Cinque giorni in Corea del Nord (e dentro il May Day Stadium) Un gruppo di circa 200 bambini tutti vestiti di rosso, applaude e canta durante il match al segnale di un "conduttore".

La partita in sé è stata un allenamento di 90 minuti di attacco contro difesa. Il Bengaluru Football Club aveva già un vantaggio di 3-0 nella gara di andata e spettava dunque alla formazione rivale - il 4,25 SC - fare la partita. Hanno giocato con tutte le loro forze, noi abbiamo tenuto bene il campo e alla fine la partita è terminata 0-0. Alla fine siamo riusciti a fare il nostro lavoro, l'abbiamo portata a casa.

14 SETTEMBRE

La giornata dopo la partita l'abbiamo trascorsa a Pyongyang, e non ci siamo fatti scappare la possibilità di visitare la città. Ci hanno fatto fare una visita guidata che ci ha condotto su un percorso battuto. La giornata è cominciata con una visita all'enorme torre di Juche e si è conclusa con la visita a Ryomgyong Street, una corsia piena di grattacieli senza residenti. Siamo stati informati che il "Respected Marshall" - come è stato chiamato più volte Kim Jong-un durante la visita in Corea del Nord - ha dato in dono alcuni appartamenti di questa zona della città a insegnanti, scienziati e dottori come ricompensa per il loro nobile lavoro nella costruzione della nazione. Non è quello che volevamo vedere. Ma la scelta non è stata nostra. (...)

15 SETTEMBRE

Il giorno in cui stavamo per partire fu quando il "Respected Marshall" ha deciso di effettuare un lancio di missili. Al-Jazeera, uno dei sette canali televisivi disponibili nell'albergo, ci ha raccontato gli sviluppi a chilometri di distanza da dove eravamo noi, dai loro studi di Doha. Noi siamo usciti all'esterno, ma le strade erano ignare del caos che il loro capo aveva causato proprio quella mattina. "Se un ladro entra in casa tua, tu cosa fai?" era questa la contro-domanda che mi rivolgeva la guida, alla mia sul lancio del missile.

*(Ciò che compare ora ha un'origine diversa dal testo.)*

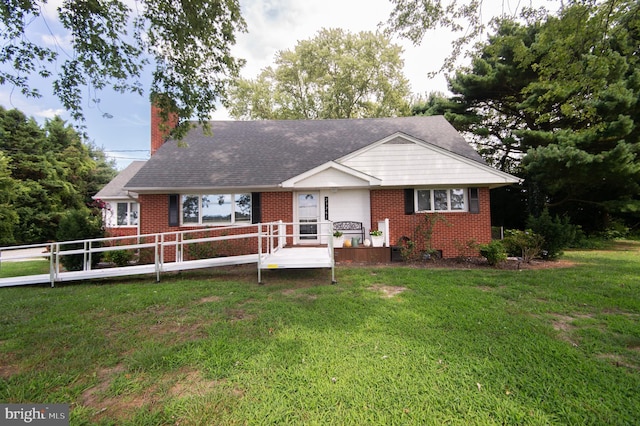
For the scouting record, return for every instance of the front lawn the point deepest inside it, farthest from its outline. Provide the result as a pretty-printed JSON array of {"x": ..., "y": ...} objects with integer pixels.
[{"x": 387, "y": 345}]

Abbiamo lasciato Pyongyang con più domande di quando siamo arrivati, e un gran numero di miti sono stati sfatati. Non esiste "la lista di 15 tagli per capelli" tra cui scegliere per chi abita qui, come avevamo letto su internet. E anche se ci fosse, questo è comunque un buon numero di tagli di capelli tra cui scegliere. E ci sono più di due canali in televisione. Sì, ce ne sono sei, non è il massimo, ma è comunque più di due.

In albergo il cibo era buono; abbiamo sempre richiesto all'hotel il tipo di cibo che desideravamo (...). Per il resto, la città è pulita, le strade sono ampie, c'è molto verde in giro e tutti credono di essere stati messi in paradiso. E ripeto, per quello che ci è stato mostrato, la loro convinzione era concreta.